Hip-hop heads, be advised: Seedhe Maut stand poised to dominate India’s underground rap scene, and it’s only a matter of time before the New Delhi-based duo—Abhijay Negi (Encore ABJ) and Siddhant Sharma (Calm)—are household names the world over. In many ways, the takeover was inevitable; 2018’s debut album Bayaan, an anthology of vivid, bi-lingual street stories set to hard-edged Desi-influenced beats, expedited them to icon status in Indian youth culture overnight, and is regarded today as one of the most influential and successful South Asian hip-hop records of the past decade. Their newly arrived follow-up, Nayaab, builds upon the winning formula—underdog passion plus speed plus smacking beats equals a good-ass time—with the scaled-up production and mixing afforded to the heavyweights. If I had to speculate, the only obstacle preventing songs like “Choti Soch” and “Toh Kya” from impacting hip-hop radio is the language barrier (a bit ironic, considering how flows and beats are two of the most universally recognized languages in the book). In the meantime, you’ll just have to take our word: this is triple-A hip-hop, and borders don’t apply.

Zoe Camp

Wallice
90s American Superstar

Wallice’s second EP packs a pop punch. A conceptual album that explores an alternative reality version of Wallice as a, well, ‘90s superstar, the singer marries deadpan lyrics with upbeat production.
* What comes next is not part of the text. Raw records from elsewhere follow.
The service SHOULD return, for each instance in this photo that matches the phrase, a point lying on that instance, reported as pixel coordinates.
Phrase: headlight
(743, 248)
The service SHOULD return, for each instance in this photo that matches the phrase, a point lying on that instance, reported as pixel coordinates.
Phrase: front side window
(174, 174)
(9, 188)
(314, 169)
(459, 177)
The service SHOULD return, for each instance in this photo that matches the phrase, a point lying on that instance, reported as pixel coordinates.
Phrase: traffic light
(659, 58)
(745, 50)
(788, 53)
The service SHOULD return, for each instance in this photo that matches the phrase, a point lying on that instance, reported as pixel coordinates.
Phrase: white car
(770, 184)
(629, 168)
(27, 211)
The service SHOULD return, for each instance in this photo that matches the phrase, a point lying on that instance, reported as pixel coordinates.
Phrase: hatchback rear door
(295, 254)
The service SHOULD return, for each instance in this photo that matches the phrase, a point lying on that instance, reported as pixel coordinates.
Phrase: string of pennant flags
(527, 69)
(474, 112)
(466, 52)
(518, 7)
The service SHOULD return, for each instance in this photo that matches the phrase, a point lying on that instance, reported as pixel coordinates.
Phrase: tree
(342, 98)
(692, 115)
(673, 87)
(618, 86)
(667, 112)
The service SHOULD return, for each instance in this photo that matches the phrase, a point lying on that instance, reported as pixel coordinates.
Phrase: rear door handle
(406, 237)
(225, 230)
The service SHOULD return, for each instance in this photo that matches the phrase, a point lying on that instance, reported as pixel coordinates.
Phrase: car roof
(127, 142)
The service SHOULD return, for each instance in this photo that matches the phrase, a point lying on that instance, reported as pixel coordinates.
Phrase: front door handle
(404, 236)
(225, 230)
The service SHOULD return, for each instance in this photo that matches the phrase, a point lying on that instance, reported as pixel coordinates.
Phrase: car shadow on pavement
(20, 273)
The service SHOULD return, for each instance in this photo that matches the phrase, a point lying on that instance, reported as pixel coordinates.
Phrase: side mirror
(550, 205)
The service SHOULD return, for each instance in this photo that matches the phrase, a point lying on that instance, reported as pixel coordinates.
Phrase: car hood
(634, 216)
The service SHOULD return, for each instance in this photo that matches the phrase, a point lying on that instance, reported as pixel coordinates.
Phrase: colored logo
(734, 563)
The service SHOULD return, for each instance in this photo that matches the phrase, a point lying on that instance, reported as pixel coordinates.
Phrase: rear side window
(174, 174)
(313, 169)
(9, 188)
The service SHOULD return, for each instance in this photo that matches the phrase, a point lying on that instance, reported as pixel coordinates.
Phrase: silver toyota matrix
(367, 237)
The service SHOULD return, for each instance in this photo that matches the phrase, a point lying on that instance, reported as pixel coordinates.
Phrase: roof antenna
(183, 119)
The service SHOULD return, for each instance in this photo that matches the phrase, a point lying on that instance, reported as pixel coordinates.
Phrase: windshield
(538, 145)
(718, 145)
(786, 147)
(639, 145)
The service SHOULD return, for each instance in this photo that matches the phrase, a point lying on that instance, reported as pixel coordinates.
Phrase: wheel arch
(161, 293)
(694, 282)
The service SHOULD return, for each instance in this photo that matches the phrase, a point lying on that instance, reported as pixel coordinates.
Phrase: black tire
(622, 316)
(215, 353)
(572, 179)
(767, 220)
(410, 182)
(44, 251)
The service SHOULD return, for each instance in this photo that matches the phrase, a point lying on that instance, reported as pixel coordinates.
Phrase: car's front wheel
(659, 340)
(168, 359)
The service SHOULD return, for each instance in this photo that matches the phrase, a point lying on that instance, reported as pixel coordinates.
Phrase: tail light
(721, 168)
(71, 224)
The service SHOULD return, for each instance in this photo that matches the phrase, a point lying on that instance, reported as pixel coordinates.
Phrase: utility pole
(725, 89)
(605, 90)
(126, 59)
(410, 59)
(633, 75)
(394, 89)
Album standout “Rich Wallice” finds her singing: “I just want more money, I just want more stuff/I just want more money, I just want more/ I can’t wait to meet rich Wallice/She off the rails but she’s damn near flawless.” On the indie rock titular track, Wallice uses the first few lines to name drop classic ‘90s era films: “Like a 90’s American superstar/I hate it here, dude, where’s my car?/Lazy and lonely, dazed and confused/Way more than ten things I hate about you.” The album ends with the dreamy rock track “Funeral” which imagines a party to celebrate the dearly departed superstar. “Because we’re dancing at my funeral/I wanna rock and roll/When my body leaves my soul/The crowd’s gonna lose control,” she sings. 90s American Superstar is fun with a capital ‘F’ and a good soundtrack for the start of summer.

Diamond Sharp

x.y.r.
Aquarealm

Merch for this release:
Vinyl LP

Vladimir Karpov has been making music as X.Y.R. for a decade now. I first cued into his work with 2014’s aptly titled Arktika, an album that effortlessly conjured the feel of giant, slow-moving ice floes drifting across royal-blue oceans. It was as soothing as it was mysterious, and further albums—which appeared at a steady clip—tweaked the baseline musical formula of hypnotic synths ever-so-slightly to suit different themes. On Labyrinth the music felt shadowy and imposing; on Pilgrimage, a pair of side-long 20-minute compositions summoned the feel of wandering through an enchanted forest, the pads fluttering up like weird, distant bird calls. His latest, Aquarealm, marks a slight return to Arkitka’s oceanic climes. But where that record felt gently windswept, here Karpov is sustaining base notes for whole measures at a time and then dotting the upper regions with soft, blinking melodies that summon images of glowing jellyfish pushing their way up from the ocean floor. The notes in closing track “Species of Fishes” call to mind exactly that, floating by in sudden clusters, and the tender melody line in “Oxygen Waltz” feels like it’s emanating from some undersea music box. Put Aquarealm on in the background it will soothe you; pay close attention, and it will mesmerize.